Zdenek Dvorak wrote:
*sched* -- no idea what happens there; it seems to make REG_SAVE_NOTE
  notes from loop notes, and then makes some magic, but I do not
  understand what and why.
The loop notes are converted into REG_NOTES, and attached to an adjacent 
instruction.  The REG_SAVE_NOTES are treated as scheduling barriers. 
Nothing is allowed to move forwards and backwards across them.  After 
scheduling, the REG_SAVE_NOTES are converted back to loop notes.  This 
ensures that loop structure is preserved by the instruction scheduler. 

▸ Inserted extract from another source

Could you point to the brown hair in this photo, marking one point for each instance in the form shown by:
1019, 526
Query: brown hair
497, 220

All insns inside the loop before sched will still be inside the loop 
after sched.  All insns outside the loop before sched will still be 
outside the loop after sched.
The reason for doing this is because some of the register lifetime info 
computed by flow is loop dependent.  For instance, reg_n_refs is 
multiplied by a constant factor if a use occurs inside a loop.  This 
ensures the registers used inside a loop are more likely to get a hard 
register than pseudo registers used outside a loop.  However, a side 
effect of this means that the scheduler either has to preserve loop 
structure to prevent the numbers from getting out of whack, or else we 
need to recompute flow info after sched.  The decision was made long ago 
to preserve loop structure.
This is my recollection of how and why things work they do.  My 
recollection could be wrong and/or out-of-date.
I see that flow no longer uses loop_depth when computing REG_N_REFS, so 
the original reason for the sched support seems to be gone.